I will provide some recommendations below, but you should plan on trying a few things out. See what sticks. While I may recommend something, that is not to the exclusion of something else. Recommending Python does not imply that R will be useless.

When you know a little bit about what you’ll need to do

Search around online for similar projects. See what they’ve done. Pay attention to any chat about specific packages designed for these tasks. Go with whichever platform has the tools designed for your task. For example, I was asked about visualizations for Likert scale data from a survey. R happens to have a nifty 3rd party package for Likert charts. However, if the online survey tool you’re using has mangled your data, you may need to break out some Python to whack it into something compatible with math.

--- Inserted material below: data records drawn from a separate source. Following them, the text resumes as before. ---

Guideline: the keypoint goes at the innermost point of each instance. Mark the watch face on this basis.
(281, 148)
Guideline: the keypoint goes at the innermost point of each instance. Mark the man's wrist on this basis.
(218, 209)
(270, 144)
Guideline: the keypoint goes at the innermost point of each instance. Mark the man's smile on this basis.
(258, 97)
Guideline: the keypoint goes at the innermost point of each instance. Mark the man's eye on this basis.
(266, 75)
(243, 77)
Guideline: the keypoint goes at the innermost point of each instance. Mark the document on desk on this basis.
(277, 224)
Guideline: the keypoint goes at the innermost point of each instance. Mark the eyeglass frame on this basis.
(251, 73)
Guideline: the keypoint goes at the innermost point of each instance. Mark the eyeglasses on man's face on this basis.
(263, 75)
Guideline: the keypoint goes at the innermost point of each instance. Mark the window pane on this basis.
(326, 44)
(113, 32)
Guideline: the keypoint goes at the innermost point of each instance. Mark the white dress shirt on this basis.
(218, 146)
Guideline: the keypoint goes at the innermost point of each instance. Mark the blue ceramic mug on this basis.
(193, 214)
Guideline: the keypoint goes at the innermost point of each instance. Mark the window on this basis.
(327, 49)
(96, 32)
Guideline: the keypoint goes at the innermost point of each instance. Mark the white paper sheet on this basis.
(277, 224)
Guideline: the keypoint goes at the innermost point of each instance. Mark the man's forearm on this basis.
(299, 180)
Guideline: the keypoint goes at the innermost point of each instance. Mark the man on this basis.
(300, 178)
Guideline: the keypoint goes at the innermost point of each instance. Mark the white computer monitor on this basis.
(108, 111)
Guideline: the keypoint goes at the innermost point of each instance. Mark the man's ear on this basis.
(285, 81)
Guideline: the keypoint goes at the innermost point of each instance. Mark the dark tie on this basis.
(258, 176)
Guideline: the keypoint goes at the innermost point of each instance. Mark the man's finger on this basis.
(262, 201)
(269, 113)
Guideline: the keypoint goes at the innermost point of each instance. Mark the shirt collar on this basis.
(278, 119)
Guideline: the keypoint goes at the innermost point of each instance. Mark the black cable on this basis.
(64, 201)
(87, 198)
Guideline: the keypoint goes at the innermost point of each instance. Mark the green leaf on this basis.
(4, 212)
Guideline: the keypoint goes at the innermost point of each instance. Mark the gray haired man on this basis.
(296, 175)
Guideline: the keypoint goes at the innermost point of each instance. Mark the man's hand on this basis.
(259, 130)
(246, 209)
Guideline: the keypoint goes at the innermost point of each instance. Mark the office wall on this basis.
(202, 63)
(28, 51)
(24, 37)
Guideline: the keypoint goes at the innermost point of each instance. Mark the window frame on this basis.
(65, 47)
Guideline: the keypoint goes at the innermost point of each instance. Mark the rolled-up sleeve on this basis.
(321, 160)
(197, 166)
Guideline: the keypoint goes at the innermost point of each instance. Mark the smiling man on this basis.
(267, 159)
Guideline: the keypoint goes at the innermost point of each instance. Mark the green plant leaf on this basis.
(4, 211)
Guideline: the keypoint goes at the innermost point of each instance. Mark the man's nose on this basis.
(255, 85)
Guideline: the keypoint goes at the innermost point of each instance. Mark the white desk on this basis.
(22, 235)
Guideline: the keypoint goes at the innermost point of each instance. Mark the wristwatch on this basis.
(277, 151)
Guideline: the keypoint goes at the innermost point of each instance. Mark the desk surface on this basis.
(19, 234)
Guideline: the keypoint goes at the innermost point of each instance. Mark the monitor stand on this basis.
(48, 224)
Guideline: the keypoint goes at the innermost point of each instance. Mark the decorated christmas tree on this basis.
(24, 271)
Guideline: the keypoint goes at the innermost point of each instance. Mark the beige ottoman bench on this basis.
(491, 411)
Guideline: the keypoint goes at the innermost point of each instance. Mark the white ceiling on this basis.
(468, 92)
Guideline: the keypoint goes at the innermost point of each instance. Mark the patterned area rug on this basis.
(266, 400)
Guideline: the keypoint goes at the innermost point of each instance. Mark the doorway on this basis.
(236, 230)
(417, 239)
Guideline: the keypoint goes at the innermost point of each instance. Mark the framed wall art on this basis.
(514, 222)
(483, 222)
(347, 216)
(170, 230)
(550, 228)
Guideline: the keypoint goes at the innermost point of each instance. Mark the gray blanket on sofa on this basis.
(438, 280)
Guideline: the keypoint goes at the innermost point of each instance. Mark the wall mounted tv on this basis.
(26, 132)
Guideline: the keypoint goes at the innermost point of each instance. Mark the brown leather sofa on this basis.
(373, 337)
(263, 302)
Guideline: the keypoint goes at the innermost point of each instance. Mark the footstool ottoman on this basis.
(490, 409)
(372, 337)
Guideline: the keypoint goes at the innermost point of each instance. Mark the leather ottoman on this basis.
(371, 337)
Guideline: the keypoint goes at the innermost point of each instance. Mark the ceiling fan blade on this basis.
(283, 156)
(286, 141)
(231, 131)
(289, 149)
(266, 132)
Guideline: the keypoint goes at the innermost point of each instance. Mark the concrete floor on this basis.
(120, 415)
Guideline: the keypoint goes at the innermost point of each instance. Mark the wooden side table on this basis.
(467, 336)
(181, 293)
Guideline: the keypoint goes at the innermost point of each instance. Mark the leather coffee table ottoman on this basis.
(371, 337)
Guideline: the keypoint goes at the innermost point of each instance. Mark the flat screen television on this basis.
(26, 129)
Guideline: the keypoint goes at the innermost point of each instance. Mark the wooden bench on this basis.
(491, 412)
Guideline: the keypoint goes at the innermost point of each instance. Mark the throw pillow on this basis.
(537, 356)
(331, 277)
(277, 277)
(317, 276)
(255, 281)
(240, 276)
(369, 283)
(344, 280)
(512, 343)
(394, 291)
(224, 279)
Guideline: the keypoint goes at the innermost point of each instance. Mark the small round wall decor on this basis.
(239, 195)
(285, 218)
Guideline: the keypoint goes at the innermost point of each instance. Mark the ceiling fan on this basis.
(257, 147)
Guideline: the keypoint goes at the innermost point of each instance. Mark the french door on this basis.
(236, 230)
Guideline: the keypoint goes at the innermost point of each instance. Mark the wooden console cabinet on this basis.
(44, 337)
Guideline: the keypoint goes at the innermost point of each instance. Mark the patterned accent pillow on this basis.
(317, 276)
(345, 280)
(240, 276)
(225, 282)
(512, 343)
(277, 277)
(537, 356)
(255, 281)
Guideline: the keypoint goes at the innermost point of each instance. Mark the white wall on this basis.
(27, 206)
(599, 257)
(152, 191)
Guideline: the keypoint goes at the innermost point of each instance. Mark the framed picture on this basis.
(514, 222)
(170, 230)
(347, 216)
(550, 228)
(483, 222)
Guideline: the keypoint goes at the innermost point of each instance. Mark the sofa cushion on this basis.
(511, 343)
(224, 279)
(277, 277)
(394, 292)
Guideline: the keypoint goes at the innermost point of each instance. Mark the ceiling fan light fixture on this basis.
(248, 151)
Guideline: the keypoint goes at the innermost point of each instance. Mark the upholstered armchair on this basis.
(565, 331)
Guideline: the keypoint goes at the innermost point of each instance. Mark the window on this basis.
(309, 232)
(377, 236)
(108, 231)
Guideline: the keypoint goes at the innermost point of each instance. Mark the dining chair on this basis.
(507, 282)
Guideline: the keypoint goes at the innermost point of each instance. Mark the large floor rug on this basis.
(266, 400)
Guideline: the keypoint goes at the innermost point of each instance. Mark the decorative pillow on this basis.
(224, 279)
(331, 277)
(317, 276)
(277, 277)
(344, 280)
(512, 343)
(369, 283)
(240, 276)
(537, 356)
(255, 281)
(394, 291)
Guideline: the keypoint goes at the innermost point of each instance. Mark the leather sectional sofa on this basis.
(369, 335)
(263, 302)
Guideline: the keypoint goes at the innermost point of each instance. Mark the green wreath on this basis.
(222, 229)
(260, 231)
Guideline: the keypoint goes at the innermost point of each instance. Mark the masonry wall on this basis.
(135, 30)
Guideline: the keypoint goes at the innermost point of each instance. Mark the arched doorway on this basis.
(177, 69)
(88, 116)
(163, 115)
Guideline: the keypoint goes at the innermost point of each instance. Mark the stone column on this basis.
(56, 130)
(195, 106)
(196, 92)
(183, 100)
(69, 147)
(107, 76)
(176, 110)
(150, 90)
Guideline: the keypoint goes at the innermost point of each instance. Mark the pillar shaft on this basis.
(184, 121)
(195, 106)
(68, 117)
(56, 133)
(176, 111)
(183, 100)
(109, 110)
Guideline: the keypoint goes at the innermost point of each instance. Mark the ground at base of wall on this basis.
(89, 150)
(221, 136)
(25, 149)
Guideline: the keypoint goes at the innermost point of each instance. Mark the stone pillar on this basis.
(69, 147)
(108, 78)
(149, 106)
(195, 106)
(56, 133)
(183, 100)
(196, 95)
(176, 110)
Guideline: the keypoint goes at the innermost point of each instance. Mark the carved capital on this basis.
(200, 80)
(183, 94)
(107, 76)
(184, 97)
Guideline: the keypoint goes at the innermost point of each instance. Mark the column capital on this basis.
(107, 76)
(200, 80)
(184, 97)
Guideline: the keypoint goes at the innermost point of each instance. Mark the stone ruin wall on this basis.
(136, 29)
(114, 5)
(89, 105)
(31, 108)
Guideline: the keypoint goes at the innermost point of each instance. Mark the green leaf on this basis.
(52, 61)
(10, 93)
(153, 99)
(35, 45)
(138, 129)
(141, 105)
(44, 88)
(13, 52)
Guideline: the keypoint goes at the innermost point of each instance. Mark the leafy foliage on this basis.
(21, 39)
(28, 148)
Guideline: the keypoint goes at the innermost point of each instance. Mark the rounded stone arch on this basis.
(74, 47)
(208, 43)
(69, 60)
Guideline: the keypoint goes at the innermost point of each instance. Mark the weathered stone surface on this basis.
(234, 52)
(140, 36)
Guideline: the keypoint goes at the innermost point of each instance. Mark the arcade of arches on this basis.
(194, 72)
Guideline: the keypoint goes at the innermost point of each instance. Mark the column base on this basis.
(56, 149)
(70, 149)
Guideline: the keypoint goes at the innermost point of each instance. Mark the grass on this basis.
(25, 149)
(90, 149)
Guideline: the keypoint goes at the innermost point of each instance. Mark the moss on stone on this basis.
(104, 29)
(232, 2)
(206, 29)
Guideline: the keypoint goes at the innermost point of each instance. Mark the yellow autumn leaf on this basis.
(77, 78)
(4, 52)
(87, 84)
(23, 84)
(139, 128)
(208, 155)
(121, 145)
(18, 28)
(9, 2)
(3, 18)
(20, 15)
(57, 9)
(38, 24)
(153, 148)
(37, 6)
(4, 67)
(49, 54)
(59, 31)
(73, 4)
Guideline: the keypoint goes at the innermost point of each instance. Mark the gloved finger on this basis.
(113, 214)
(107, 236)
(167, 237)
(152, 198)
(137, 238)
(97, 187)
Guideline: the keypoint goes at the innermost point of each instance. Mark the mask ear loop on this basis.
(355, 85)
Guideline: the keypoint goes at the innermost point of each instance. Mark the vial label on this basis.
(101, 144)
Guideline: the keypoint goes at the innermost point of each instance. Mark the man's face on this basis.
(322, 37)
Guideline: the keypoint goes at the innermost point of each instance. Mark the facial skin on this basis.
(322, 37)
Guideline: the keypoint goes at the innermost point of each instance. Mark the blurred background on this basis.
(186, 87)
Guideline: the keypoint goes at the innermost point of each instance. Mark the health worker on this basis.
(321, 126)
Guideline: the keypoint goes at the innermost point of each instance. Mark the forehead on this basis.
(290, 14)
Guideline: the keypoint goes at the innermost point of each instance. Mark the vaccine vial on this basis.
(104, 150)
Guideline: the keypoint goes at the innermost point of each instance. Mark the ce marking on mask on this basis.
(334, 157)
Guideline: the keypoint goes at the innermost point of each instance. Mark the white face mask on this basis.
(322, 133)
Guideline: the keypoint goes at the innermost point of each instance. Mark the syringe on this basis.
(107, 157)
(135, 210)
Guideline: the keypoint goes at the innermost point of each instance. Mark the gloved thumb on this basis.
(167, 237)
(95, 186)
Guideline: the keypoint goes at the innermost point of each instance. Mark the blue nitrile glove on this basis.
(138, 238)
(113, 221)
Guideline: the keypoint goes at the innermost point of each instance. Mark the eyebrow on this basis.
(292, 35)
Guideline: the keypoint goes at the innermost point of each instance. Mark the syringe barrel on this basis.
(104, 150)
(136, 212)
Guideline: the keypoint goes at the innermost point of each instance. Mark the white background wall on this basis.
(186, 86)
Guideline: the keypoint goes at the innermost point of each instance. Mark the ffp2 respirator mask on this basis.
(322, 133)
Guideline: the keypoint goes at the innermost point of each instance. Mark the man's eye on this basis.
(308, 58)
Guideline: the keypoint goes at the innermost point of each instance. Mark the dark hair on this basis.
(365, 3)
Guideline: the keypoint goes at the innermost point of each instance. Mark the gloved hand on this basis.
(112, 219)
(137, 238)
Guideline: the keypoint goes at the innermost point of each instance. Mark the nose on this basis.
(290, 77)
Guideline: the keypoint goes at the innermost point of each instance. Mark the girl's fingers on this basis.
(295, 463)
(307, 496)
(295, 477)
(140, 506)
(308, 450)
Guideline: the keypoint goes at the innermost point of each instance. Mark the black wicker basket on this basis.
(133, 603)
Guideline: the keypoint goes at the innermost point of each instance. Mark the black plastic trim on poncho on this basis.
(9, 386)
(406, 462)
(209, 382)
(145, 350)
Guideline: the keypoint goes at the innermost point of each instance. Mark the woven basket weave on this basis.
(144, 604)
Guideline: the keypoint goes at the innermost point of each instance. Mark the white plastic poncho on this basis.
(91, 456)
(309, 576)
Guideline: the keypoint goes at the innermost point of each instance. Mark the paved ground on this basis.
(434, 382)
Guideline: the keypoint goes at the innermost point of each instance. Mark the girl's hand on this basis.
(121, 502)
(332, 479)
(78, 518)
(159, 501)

When you just need to start somewhere

Unless you think you may need to do a lot of stats, start with Python. It’ll be straightforward, and you can apply the basic concepts for other tasks, like making games, front-end web development, etc. You’re likely to move on from Python, and that’s fine. It’s a great starter language.

In conclusion

Don’t let decision fatigue prevent you from getting started on your path.  Nearly every programming area requires a stack of things to know, so all experience is good experience to have.  Investigate a little or ask colleagues, but at the end of the day just flip a coin and go with something.